Mais passé ce démarrage, le film s’enlise rapidement, en s’attardant longuement sur les dernières années de l’auteur pendant lesquelles il écrit son dernier roman, 1984. Le réalisateur veut tirer des parallèles entre l’ouvrage et le monde actuel. On pouvait craindre que l’exercice soit maladroit. Il l’est. Perdu dans l’ivresse d’un montage par ailleurs virtuose, la réalisation finit par tout mélanger, en mettant sur le même plan tous les autoritarismes, toutes les foules, toutes les morts et mortes. Le déluge d’images devient rapidement frénétique, passant d’une situation à une autre sans transition ni explication, et n’hésitant jamais à recourir à des images chocs. On finit avec l’impression d’une démonstration tourbillonnante mais chaotique, dont de nombreux éléments posent questions, comme la lourde insistance à vouloir calquer l’idée de novlangue partout, mais également l’usage d’image générées par IA : pour dénoncer son usage certes, mais était-ce une bonne raison d’y recourir ? À tous ces endroits, on garde la sensation d’un réalisateur brillant, mais dont le fond du propos a été totalement sacrifié au profit de la forme. Si on pensait trouver une réponse aux reprises confusionnistes d’Orwell par l’extrême droite, on finit face à une vision tout aussi confusionniste, mais qui se revendique de l’autre bord.
À la sortie du film, il reste une question : à qui s’adresse-t-il ? Ses partis pris sont tellement tranchés qu’on finit par comprendre qu’un spectateur de droite, même modérée, ne puisse y voir que des « inepties ». À l’inverse, quand on est engagée dans les luttes sociales, difficile de sortir de là sans avoir l’impression d’avoir assisté à une longue démonstration d’enfonçage de portes ouvertes, aussi enthousiaste que vaine.

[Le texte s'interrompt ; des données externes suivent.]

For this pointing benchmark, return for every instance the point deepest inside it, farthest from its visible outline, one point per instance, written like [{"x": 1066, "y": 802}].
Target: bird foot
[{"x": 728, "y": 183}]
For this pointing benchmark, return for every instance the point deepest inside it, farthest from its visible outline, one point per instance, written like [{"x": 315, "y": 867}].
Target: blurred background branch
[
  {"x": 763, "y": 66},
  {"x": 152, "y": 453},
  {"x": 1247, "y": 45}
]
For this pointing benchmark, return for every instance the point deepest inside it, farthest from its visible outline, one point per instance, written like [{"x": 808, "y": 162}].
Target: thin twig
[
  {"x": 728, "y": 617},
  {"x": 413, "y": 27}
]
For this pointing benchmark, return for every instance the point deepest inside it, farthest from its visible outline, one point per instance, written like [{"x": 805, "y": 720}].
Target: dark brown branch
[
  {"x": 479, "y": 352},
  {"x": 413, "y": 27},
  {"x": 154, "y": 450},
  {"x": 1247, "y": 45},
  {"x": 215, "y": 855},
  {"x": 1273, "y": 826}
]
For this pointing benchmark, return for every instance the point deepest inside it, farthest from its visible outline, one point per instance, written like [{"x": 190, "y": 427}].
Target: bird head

D’autant que le film ne donne aucune arme pour sortir de la torpeur dans laquelle il nous plonge, se contentant d’évoquer la foi dans le peuple qui ne renoncerait pas à sa « morale » : dur à croire après des dizaines de minutes d’images de foules fascisées enchaînées de façon stroboscopique. Reste un film dont la grande dénonciation floue du monde moderne fera sûrement plaisir à la « gauche Telerama » qui pourra se satisfaire de se sentir du « bon côté de l’histoire », et qui résonnera peut-être chez quelques individus confus, mais pas encore perdus aux discours conservateurs. Mais sinon, difficile de sortir de là sans la désagréable impression qu’on a passé deux heures à nous expliquer que 2+2 ne font pas 5. Pas certain que la démonstration avait besoin d’être aussi longue.
N. Bartosek (UCL Alsace)
- Raoul Peck, Orwell : 2+2=5, sortie en salles le 25 février 2026, 120 minutes.